Reacting to the demands from Moscow, ExxonMobil has halted oil shipments from the new De Kastri terminal in the Tartar Strait to continue technical checks.

Most analysts and industry watchers see this as Russia’s way of bullying Shell into giving gas monopoly Gazprom a 20% stake in Sakhalin II and a bigger role in selling liquefied natural gas cargoes.

Shell is already negotiating an asset swap with Gazprom, while its Japanese partners Mitsui and Mitsubishi are thought to be offering the gas giant a portion of the project.

Gazprom also has its eye on securing a slice of Sakhalin I and is already talking to ExxonMobil’s Indian partners, despite the state already being represented by oil group Rosneft.

Moscow’s moves are clearly a way of extracting more money from the oil majors at a time when they cannot simply tell them to sling their hook.

The oil majors and their partners are in Sakhalin for the long term. They will not want to waste their huge investments already paid out, and the Kremlin knows this.

Moscow has the oil companies over a barrel and the leverage to exert as much pressure as possible to get what the government wants. But the simple truth is that this will damage foreign investments in the long run.

Both Sakhalin I and II projects are run through production sharing contracts that were signed in the 1990s when oil prices were far lower and the conditions were more generous.

Investments in offshore platforms, pipelines, onshore drilling sites, terminals, processing centres and an LNG plant can be recouped from the production revenues through these contracts and after this the revenues are split with the state.

Shell infuriated the Russian government when it doubled the capital budget for Sakhalin II to $20bn, effectively delaying state revenues for a decade.

ExxonMobil is likely to anger the state further if it announces a capital cost hike to $17bn from the original $12bn, but Russia is already unhappy that the US major is building a rival gas pipeline to China.

Other oil companies are watching these moves very closely and already French oil major Total feels its Kharyaga production sharing contract in Western Siberia is under threat.

BP is one of the largest foreign investors in Russia through its TNK-BP joint venture and exploration work with Rosneft off Sakhalin, so it is feeling a little heat from the state.

Russia wants to secure more control over its natural resources through taxation, deceit, bullyboy tactics, cunning and acquisitions. It will achieve this any which way it can and companies clearly need to be on their toes when dealing with the Kremlin.
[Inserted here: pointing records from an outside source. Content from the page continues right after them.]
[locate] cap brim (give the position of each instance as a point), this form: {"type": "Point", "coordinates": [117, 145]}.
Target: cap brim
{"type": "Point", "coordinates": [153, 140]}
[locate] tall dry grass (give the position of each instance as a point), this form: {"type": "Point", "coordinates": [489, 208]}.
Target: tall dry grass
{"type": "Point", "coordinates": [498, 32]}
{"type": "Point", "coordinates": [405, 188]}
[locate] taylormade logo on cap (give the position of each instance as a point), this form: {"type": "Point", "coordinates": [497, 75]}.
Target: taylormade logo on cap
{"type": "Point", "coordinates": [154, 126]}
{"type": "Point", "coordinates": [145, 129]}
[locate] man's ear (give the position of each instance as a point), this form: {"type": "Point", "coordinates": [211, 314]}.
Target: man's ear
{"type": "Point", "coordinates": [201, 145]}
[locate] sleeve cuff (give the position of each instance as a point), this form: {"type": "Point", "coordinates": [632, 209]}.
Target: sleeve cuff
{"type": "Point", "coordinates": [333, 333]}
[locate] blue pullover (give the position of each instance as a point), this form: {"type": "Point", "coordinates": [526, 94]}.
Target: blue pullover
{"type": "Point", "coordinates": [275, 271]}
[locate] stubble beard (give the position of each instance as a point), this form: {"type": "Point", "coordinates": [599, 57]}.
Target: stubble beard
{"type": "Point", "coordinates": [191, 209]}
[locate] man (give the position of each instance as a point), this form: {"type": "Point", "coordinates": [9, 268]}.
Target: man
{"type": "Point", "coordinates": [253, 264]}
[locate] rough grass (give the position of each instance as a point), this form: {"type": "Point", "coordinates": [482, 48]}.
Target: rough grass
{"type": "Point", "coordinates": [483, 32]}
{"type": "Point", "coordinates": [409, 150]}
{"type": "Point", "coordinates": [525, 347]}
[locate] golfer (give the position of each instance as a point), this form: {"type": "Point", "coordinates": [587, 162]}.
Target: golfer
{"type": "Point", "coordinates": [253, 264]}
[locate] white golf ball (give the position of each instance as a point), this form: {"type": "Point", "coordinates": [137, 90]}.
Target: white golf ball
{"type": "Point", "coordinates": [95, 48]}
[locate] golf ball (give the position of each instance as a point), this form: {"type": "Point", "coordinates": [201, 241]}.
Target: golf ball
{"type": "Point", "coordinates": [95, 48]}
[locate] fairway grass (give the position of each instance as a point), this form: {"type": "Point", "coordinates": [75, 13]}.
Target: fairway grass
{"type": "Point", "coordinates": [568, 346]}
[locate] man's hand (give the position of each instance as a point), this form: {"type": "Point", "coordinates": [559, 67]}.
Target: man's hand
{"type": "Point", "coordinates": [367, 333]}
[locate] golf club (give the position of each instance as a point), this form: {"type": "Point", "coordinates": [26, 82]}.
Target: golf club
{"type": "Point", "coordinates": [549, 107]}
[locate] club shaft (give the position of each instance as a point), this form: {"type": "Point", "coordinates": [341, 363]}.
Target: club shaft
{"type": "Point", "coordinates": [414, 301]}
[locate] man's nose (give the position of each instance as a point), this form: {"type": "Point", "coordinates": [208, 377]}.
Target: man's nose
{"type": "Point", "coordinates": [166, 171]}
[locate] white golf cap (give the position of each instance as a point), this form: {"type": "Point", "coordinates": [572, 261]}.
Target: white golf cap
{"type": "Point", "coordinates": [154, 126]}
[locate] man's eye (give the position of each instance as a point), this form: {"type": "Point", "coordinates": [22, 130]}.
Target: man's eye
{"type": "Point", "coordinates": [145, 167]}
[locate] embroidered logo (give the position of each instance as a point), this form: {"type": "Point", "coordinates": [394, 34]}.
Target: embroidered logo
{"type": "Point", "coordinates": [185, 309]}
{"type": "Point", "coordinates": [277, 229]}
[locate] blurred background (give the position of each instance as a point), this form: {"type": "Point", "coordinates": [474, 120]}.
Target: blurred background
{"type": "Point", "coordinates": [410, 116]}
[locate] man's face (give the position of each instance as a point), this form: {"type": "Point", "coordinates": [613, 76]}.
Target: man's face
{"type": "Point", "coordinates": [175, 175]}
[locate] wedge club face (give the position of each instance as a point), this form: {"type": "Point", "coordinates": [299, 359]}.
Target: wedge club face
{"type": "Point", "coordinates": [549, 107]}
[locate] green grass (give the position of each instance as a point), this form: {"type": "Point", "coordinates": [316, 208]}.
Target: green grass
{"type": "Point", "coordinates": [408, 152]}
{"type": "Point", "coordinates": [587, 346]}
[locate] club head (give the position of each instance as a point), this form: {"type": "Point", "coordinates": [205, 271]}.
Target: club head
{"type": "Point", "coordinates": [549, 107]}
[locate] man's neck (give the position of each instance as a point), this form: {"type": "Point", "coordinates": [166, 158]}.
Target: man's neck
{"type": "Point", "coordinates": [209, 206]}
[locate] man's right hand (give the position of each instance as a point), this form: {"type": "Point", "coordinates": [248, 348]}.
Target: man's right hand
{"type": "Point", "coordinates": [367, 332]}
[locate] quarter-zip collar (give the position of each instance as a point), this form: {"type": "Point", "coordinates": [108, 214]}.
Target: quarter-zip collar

Some feel a production sharing contract is still a contract, but the way the government is playing the game, oil companies could be left with nothing.

Investing in Russia is becoming a far riskier prospect than when the country needed help to boost exports.

Frankly it is a wonder that oil companies still want to go there after the rough treatment of Yukos and the ongoing threats on the Sakhalin projects.